Herr Professor Härtel, gibt es eigentlich eine Definition die den Unterschied zwischen Volkslied, Volksmusik und anderen Arten von Musik beschreibt?
Das ist eine sehr komplizierte Geschichte und deswegen ist es eigentlich gescheiter man singt, bevor man Definitionen hin und her stülpt. Es gibt natürlich eine wissenschaftliche Definition, die von einer mündlichen Tradierung, einem Variantenreichtum und einer Veränderbarkeit ausgeht, von einer Musik die immer wieder von den Leuten neu gestaltet wird, von der Verantwortung etwas wegzulassen, etwas neu zu machen. Volkslied klingt sehr nach Spinnweben, ist aber eigentlich viel kreativer wie jede Operette – wo man den Text genauso hinterfragen könnte. Die Frage ist also wissenschaftlich durchaus beantwortbar – aber wer braucht denn das? Brauchen tun wir Antworten für die Praxis, weil immer mehr Leute diese Sehnsucht nach etwas „Echtem“ haben. Wenn jemand einen italienischen Abend macht, dann braucht er diesen echten Parmaschinken und diesen echten Wein. Es ist eine Sucht etwas ganz perfekt zu machen. Das tut dem Volkslied nicht gut, weil damit einbalsamiert wird. Es kann nicht um die Urfassung von etwas gehen, weil das Original ist für das Jetzt zu gestalten. Das Produkt des Augenblicks ist das Kind von Tradition. Das verstehen manche nicht.

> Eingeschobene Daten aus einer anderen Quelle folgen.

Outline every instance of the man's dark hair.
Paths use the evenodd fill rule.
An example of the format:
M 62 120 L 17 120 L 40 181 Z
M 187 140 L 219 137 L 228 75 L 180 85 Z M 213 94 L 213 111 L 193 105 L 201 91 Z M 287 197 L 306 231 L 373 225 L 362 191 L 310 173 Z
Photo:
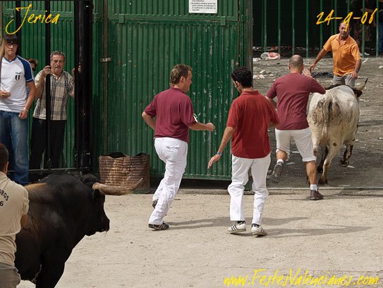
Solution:
M 64 61 L 65 61 L 65 54 L 64 54 L 64 52 L 61 51 L 54 51 L 53 52 L 51 53 L 51 61 L 54 55 L 62 56 L 63 57 L 64 57 Z
M 299 55 L 292 56 L 289 61 L 290 66 L 294 68 L 303 66 L 303 58 Z
M 238 67 L 234 69 L 231 73 L 231 79 L 240 82 L 244 88 L 253 86 L 251 72 L 246 67 Z
M 8 150 L 3 143 L 0 143 L 0 171 L 4 171 L 8 159 Z
M 6 34 L 3 38 L 3 40 L 6 44 L 16 44 L 19 45 L 19 38 L 15 34 Z
M 180 79 L 183 76 L 187 77 L 189 71 L 192 72 L 192 67 L 185 64 L 175 65 L 170 73 L 170 84 L 175 85 L 180 82 Z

Texte von alten Volksliedern beschreiben ja die Lebenswelt der Menschen und Alltagssituationen. Wie schaut das bei zeitgenössischen Volksliedern aus? Gibt es da Lieder die zum Beispiel das Arbeiten in der Fabrik beschreiben?
In der Fülle der Volksliedaufzeichnungen sind jene die klagend sind, eine Minderheit. Im Grunde ist die Musik eher dazu angetan eine Situation freudig zu beschreiben, beziehungsweise sich lustig zu machen – auch über Notsituationen. Diese ganzen Almlieder zum Beispiel, dieses Herausstreichen dieser göttlichen Situation auf der Alm: Heute wissen wir, dass das für oder von einer Bevölkerungsschicht formuliert wurde, die unheimlich gelitten hat. Die Situation im Tal am Hof war viel schlimmer als auf der Alm, wo der Hofherr nur alle 14 Tage vorbeigekommen ist – das war herrlich. Lieder muß man immer auch aus einer gewissen Kenntnis heraus hinterfragen. Es ist natürlich absurd, dass heute vieles unwidersprochen und unerklärt aufgeführt wird. Aber: Gerade bei den Volksliedern gibt es sehr viele, die man wegen der Melodie singt. Sie haben einen völlig veralteten Text, dafür aber eine Art Kennmelodie.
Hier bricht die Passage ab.